Ordinarily, a courtesy call on French President Jacques Chirac from the International Chamber of Commerce would be little more than a photo op. But the group's chairman, Chief Executive Jean-René Fourtou of Paris' Vivendi Universal, delivered an unusually pointed request when he met with Chirac on May 20. "Our key message, now that the war in Iraq is over, is for governments to put their divisions behind them," said Fourtou and other chamber leaders in a statement after the session.

More than a month after the fighting ended in Iraq, the political war between France and the U.S. is far from over. True, the two countries appear to have resolved their differences over a proposed U.N. resolution to end sanctions against Iraq, set for a Security Council vote on May 22. But only a week before the scheduled vote, the French ambassador to the U.S. sent a blistering letter to the White House accusing the Administration of spreading false allegations that France had supplied weapons to Saddam's regime. The U.S. ambassador to France, Howard H. Leach, told Le Figaro on May 20 that if the squabbling continues, he "would indeed be worried about our relations, including in economic matters."

The French business Establishment is already worried. On Apr. 30, a group of prominent French executives published an open letter in business daily Les Echos warning that continued hostility could damage the nearly $100 billion in annual trade between the U.S. and France. It's extremely unusual for French business leaders to speak publicly about politics. But, says Pierre A. Rodocanachi, a Paris executive at consulting firm Booz, Allen & Hamilton, who was one of the letter's signers, "there's too much at stake economically to take any risks." Now, groups such as the International Chamber of Commerce fret that Franco-U.S. tension could overshadow the Group of Eight summit that Chirac will host on June 1-3 in Evian-les-Bains. Business leaders hoped the summit would spur action on lagging global trade talks and other issues.

There have been some conciliatory signals.
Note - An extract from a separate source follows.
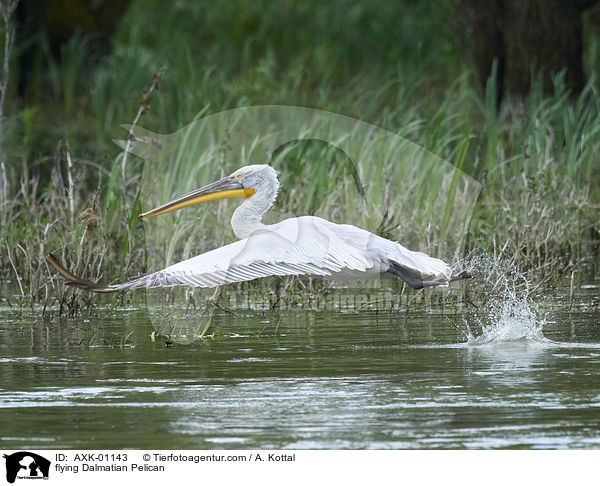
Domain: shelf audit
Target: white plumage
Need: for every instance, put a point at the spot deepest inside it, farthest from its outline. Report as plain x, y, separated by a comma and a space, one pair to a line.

When G-8 ministers met in Normandy in mid-May, French Finance Minister Francis Mer toured the D-day beaches with U.S. Treasury Secretary John Snow. The U.S. is reassuring the French that President Bush will attend the summit and spend the night in France -- not, as was rumored, in Switzerland.
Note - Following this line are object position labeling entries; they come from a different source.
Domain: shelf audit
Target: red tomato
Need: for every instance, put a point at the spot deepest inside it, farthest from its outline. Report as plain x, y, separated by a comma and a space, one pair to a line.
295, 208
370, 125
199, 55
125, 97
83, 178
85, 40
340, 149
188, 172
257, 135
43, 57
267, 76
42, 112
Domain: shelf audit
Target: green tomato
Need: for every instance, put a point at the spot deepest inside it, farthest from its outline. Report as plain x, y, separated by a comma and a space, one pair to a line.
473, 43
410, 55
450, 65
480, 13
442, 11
Yet Chirac and Foreign Minister Dominique de Villepin show few signs of softening. Paris' last-minute support for the U.N. resolution on Iraq is pragmatic, not heartfelt. The French realized they could not marshal the opposition and risked alienating Germany and Russia, which want to mend fences with the U.S. Business leaders have pleaded with the Elysée Palace to tone down the rhetoric, says Pierre Lellouche, a center-right parliamentarian who opposed Chirac's Iraq position. But, says Lellouche, "they've been told, 'Get lost."'

The problem is that, for Chirac, standing up to the U.S. is still paying political dividends. The French public avidly backed his antiwar stance. Chirac's approval rating is still as high as 68%. But business leaders fear a long-term chill in relations could hurt commerce, particularly for companies such as food-service giant Sodexho Alliance, which relies heavily on U.S. government contracts. Commercial aviation, where Boeing (BA ) Co. faces Airbus Industrie, could be embroiled in tensions, too. "There's a strong desire in the business and political leadership to restore normal relations," says Yves Galland, a center-right politician who was just hired to run Boeing's operations in France. "But this may take some time." For now, both sides stand to lose.